Feedback loops

2004-04-29T13:40:50Z

Is this feed valid? Both SharpReader and Bloglines handle it flawlessly. In fact, there are active blogline subscribers.

The feedvalidator chokes on it.

I point this out, as a permathread has reerupted on atom-syntax. What bothers me about the permathread is that people seem to take certain things as absolutes when reality is so much more deliciously complicated.

Now, lets take a look at what SharpReader says when it encounters a feed it can't handle:

Error parsing RSS XML: Undefined root element: html

Please try to validate this feed. If this feed validates as correct RSS, you can send an error report.

Very simple, honest, and to the point. It doesn't proclaim that the "feed" is invalid. It simply states that it encountered an error during parse, specifies what the error is, suggests a way to independently validate the feed, and suggests a way to provide feedback to the tool author if you think that there is likely a bug in SharpReader.

Based on experiments, I am very much convinced that every possible permutation of validity, successfully passing the validator, and being able to be meaningfully consumed by your favorite aggregator exists out there in the wild.

In an absolute sense, the feedvalidator is not perfect. Does that mean that it is not useful? The best we can observe is that there is a high correlation between correctness and usefulness. This also is true for feeds. A feed may be technically valid but not useful. A feed may be technically invalid but useful.

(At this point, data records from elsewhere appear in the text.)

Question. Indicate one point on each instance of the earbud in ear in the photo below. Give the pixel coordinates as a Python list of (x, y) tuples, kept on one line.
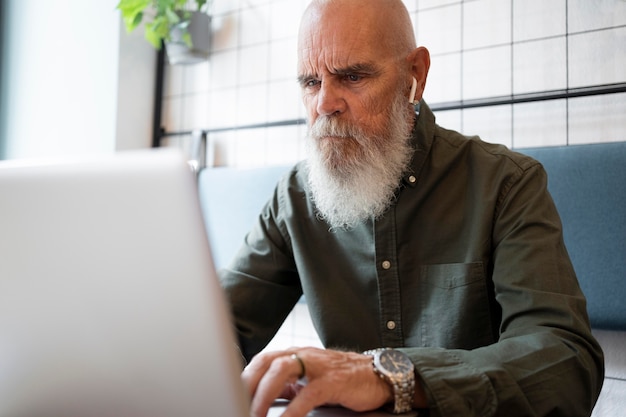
[(413, 91)]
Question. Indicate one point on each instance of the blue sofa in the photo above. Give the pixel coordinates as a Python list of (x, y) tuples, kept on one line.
[(588, 184)]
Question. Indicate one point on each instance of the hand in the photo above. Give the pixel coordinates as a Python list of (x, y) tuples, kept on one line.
[(333, 377)]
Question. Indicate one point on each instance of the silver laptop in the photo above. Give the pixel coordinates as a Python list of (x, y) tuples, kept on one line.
[(109, 302)]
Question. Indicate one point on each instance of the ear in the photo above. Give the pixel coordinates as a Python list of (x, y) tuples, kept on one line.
[(419, 61)]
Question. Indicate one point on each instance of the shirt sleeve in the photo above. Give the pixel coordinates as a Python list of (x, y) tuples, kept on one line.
[(261, 302), (545, 362)]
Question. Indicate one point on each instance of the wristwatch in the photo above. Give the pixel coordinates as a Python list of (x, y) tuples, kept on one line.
[(396, 369)]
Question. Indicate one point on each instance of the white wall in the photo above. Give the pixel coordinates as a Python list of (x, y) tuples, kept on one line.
[(63, 80), (480, 49)]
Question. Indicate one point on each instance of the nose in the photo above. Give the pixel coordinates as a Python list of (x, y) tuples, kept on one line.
[(330, 99)]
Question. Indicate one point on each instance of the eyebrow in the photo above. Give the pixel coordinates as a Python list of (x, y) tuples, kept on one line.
[(360, 68)]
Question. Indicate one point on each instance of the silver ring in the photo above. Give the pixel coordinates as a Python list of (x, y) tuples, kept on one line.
[(301, 362)]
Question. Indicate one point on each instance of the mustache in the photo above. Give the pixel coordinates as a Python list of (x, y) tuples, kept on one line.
[(331, 126)]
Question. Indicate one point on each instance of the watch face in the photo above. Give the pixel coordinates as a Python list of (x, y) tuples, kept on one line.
[(394, 362)]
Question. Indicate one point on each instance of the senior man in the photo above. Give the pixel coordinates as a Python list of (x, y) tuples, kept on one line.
[(432, 263)]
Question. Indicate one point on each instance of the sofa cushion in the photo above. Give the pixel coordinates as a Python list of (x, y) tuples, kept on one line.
[(231, 200), (588, 184)]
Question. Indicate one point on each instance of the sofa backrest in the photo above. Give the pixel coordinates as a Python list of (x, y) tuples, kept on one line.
[(588, 185), (231, 200)]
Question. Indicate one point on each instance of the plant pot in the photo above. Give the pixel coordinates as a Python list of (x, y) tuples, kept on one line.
[(178, 53)]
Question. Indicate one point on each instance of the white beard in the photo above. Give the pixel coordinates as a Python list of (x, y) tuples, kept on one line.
[(350, 186)]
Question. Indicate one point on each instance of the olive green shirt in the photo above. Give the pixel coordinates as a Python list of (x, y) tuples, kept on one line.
[(466, 272)]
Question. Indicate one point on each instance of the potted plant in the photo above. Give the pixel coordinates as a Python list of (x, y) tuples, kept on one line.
[(182, 25)]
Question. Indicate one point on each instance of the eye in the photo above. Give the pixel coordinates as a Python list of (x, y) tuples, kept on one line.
[(353, 78), (309, 83)]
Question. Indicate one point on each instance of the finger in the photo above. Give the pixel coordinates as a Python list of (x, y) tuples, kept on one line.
[(310, 397), (283, 371), (257, 367)]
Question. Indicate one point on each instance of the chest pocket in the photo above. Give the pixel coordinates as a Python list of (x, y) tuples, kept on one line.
[(455, 311)]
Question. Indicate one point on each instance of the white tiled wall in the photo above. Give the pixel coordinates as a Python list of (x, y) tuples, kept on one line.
[(479, 49)]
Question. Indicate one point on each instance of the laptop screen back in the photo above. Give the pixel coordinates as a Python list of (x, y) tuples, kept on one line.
[(109, 303)]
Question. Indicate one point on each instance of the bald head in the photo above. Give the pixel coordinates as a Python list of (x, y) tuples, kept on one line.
[(384, 24)]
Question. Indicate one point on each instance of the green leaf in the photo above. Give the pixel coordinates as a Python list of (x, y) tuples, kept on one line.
[(132, 12), (152, 37), (172, 17)]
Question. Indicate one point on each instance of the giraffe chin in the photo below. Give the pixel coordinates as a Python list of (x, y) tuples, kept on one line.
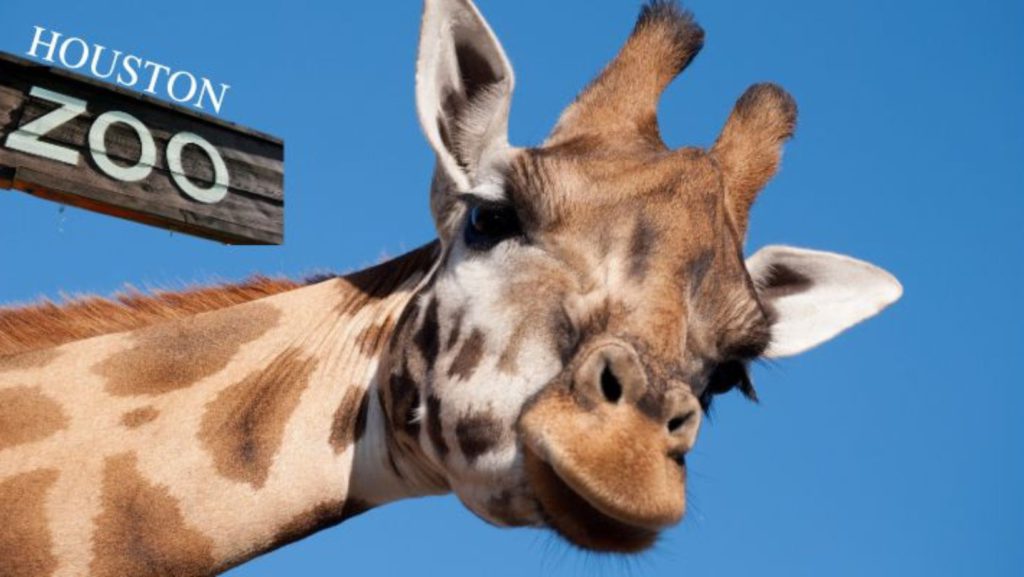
[(574, 519)]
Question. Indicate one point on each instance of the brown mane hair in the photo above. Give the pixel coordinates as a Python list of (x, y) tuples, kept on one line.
[(45, 323)]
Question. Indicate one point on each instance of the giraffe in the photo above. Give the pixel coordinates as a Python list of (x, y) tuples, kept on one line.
[(548, 358)]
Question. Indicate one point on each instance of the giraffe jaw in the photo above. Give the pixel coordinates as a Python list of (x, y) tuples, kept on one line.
[(577, 520)]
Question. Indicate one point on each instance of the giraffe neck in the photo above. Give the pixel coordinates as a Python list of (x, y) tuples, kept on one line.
[(188, 447)]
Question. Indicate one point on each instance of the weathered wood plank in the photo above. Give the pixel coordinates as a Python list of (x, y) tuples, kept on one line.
[(252, 211)]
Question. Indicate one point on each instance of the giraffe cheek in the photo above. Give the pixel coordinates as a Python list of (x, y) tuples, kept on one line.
[(613, 457)]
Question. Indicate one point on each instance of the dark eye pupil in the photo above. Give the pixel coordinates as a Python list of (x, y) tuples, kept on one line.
[(491, 224)]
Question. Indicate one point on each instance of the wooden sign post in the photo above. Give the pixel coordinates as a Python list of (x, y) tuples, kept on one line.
[(82, 142)]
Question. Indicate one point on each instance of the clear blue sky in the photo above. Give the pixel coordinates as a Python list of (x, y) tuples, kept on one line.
[(894, 450)]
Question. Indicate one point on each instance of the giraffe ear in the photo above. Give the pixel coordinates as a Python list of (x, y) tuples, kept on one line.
[(463, 88), (812, 295)]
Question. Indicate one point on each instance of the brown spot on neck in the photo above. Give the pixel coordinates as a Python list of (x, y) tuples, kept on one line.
[(26, 544), (138, 417), (244, 425), (468, 358), (24, 361), (349, 419), (372, 339), (141, 531), (379, 282), (434, 427), (178, 354), (27, 415)]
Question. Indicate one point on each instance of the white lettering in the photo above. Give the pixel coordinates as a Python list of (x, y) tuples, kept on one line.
[(37, 42), (157, 69), (81, 60), (131, 70), (215, 193), (97, 142), (95, 62), (215, 99), (173, 80), (27, 137)]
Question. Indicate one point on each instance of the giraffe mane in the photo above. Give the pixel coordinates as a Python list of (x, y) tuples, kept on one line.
[(45, 324)]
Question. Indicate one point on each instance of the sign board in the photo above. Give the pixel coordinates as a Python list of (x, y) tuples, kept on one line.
[(72, 139)]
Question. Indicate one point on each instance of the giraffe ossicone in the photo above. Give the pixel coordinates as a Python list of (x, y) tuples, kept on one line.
[(548, 359)]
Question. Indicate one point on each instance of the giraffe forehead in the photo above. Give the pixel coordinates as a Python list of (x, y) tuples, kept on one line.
[(559, 191)]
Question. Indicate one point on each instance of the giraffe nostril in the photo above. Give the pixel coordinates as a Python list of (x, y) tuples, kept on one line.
[(675, 423), (610, 387)]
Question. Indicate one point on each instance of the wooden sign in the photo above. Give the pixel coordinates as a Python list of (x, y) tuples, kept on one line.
[(97, 147)]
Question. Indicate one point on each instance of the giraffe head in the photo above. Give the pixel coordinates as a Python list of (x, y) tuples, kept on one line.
[(591, 295)]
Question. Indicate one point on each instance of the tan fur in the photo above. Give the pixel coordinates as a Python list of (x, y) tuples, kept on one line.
[(178, 354), (138, 417), (27, 415), (25, 536), (276, 387), (620, 108), (141, 530), (349, 419), (749, 150), (47, 324), (243, 426)]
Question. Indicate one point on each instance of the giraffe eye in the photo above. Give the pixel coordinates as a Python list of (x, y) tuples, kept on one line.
[(489, 224)]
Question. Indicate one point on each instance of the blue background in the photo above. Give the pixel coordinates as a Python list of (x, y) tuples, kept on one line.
[(895, 450)]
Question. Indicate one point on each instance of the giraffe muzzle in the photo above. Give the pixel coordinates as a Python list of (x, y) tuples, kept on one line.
[(603, 453)]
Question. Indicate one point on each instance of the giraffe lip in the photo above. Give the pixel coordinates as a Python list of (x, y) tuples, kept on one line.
[(571, 516)]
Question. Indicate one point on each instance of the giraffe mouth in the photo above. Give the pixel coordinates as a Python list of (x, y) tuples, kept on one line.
[(576, 519)]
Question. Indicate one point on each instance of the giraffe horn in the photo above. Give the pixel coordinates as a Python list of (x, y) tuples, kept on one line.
[(621, 106)]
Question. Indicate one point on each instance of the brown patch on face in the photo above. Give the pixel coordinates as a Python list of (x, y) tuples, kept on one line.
[(507, 362), (374, 337), (477, 434), (27, 415), (33, 360), (697, 271), (243, 426), (141, 531), (138, 417), (434, 429), (468, 358), (26, 545), (642, 242), (349, 419), (178, 354)]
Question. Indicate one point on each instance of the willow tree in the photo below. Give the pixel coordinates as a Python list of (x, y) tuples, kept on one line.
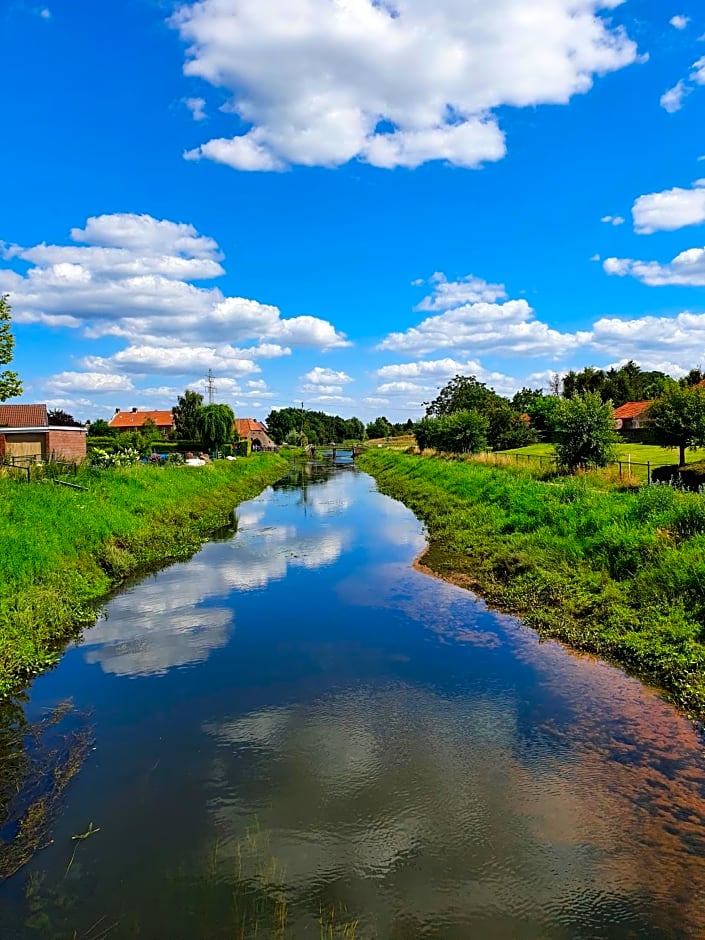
[(215, 425), (10, 384)]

In the midst of all this noise, a sensible suggestion re-emerged. A totally opt-in feature which enables feedback to be provided. This being said, I have the following concerns:

Placing the information on how to handle invalid feeds inside the feed itself seems counterproductive. This seems like a perfect use case for an HTTP header, with a fallback of an element with suggestions that if the fallback is used, the element should be placed near the top of the feed (for the benefit of stream, pull, of SAX parsers), and rigidly matching a regular expression. The pingback spec can be used for inspiration.
From a security perspective, I have grave concerns about the ability for a single person to orchestrate a DDOS attack on a third party. Such an effort could easily be cloaked.

However, overall, the idea of an optional feature whereby an HTTP GET coupled with a User-Agent header seems like it can't do much harm, and might actually prove useful.